Binance officially exited China in 2017 after a massive clampdown on the industry. As a workaround for restrictions, the company launched a peer-to-peer exchange enabling users to trade Bitcoin, Ether, and Tether against renminbi (yuan). Then, in 2021, the exchange informed about shutting down the service following Beijing's blanket ban on crypto transactions. It was also supposed to conduct checks to allow users from mainland China to withdraw funds only.

Binance in China: $90 billion in monthly trading, 900,000 active users

It appears, though, that things took a different turn. The Wall Street Journal has revealed that Binance is doing great in China. The numbers are striking. Two years after the ban, the platform maintains over 900,000 active users, with cryptocurrency-related trading volume standing at $90 billion, which makes China Binance's largest market, accounting for 20% of the company's global volume.

What's more, the company actively collaborates with the Chinese police, helping investigators detect potential criminal activity among the platform's users, the WSJ claims, quoting current and former employees.

Binance's internal memo: "Don't confirm offices in China"

Binance's double game has already been highlighted earlier this year. In March, the Financial Times reviewed the company's internal documents pointing to substantial links to China. According to the report, Changpeng "CZ" Zhao, the company's CEO, along with other senior staff members, repeatedly commanded Binance employees to conceal Binance's ties with China, including an office that was still in use at the end of 2019, and a Chinese bank used for salary transfers.

Read also: Belarus considers P2P crypto ban for cybercrime control.

When the news surfaced in 2019, claiming that Binance was opening an office in Beijing, the company's employees allegedly received messages of the following content: "Reminder: publicly, we have offices in Malta, Singapore, and Uganda. (…) Please do not confirm any offices anywhere else, including China."

"It is unfortunate that anonymous sources are citing ancient history (in crypto terms) and dramatically mischaracterizing events. This is not an accurate picture of Binance's operations," the company commented in a statement for the Financial Times.

Also in March this year, Binance denied conducting any operations or maintaining any technology, such as servers or data, in China. The platform also declared that it had never been registered or incorporated in China.

Is Binance fighting for survival?

Recently, Binance has been under fire from the SEC, which sued the exchange for alleged illegal activities and misuse of customer funds. Preserving its foothold in China is vital for Binance as it navigates a regulatory crackdown that could jeopardize its future.
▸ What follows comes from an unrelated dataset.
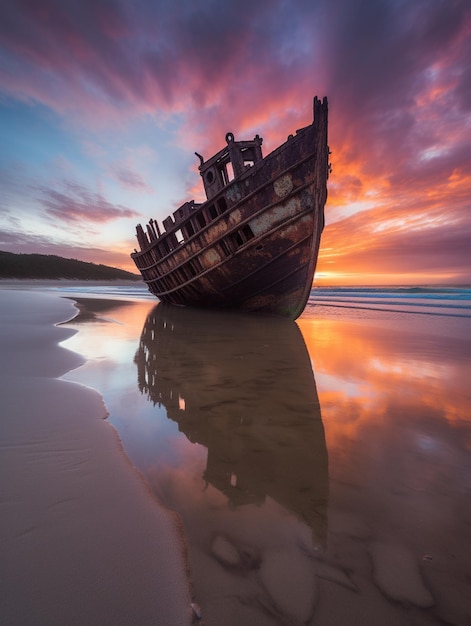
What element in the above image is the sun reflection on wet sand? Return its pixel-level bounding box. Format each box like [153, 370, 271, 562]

According to the WSJ report, the exchange has facilitated the circumvention of restrictions for Chinese users by directing them to visit different websites with Chinese domain names before redirecting them to the global platform.

China's central bank doesn't comment on Binance's Chinese operations

China's central bank, responsible for imposing the crypto ban, didn't react to a request for comment from the WJS. "The website is blocked in China and is not accessible to China-based users," a company spokesman informed without elaborating further.

Despite the official ban on Binance's website, documents obtained by the WJS suggest a relaxed approach to verifying users' identities, with less than half of China-based registered users undergoing know-your-customer checks after the 2021 clampdown.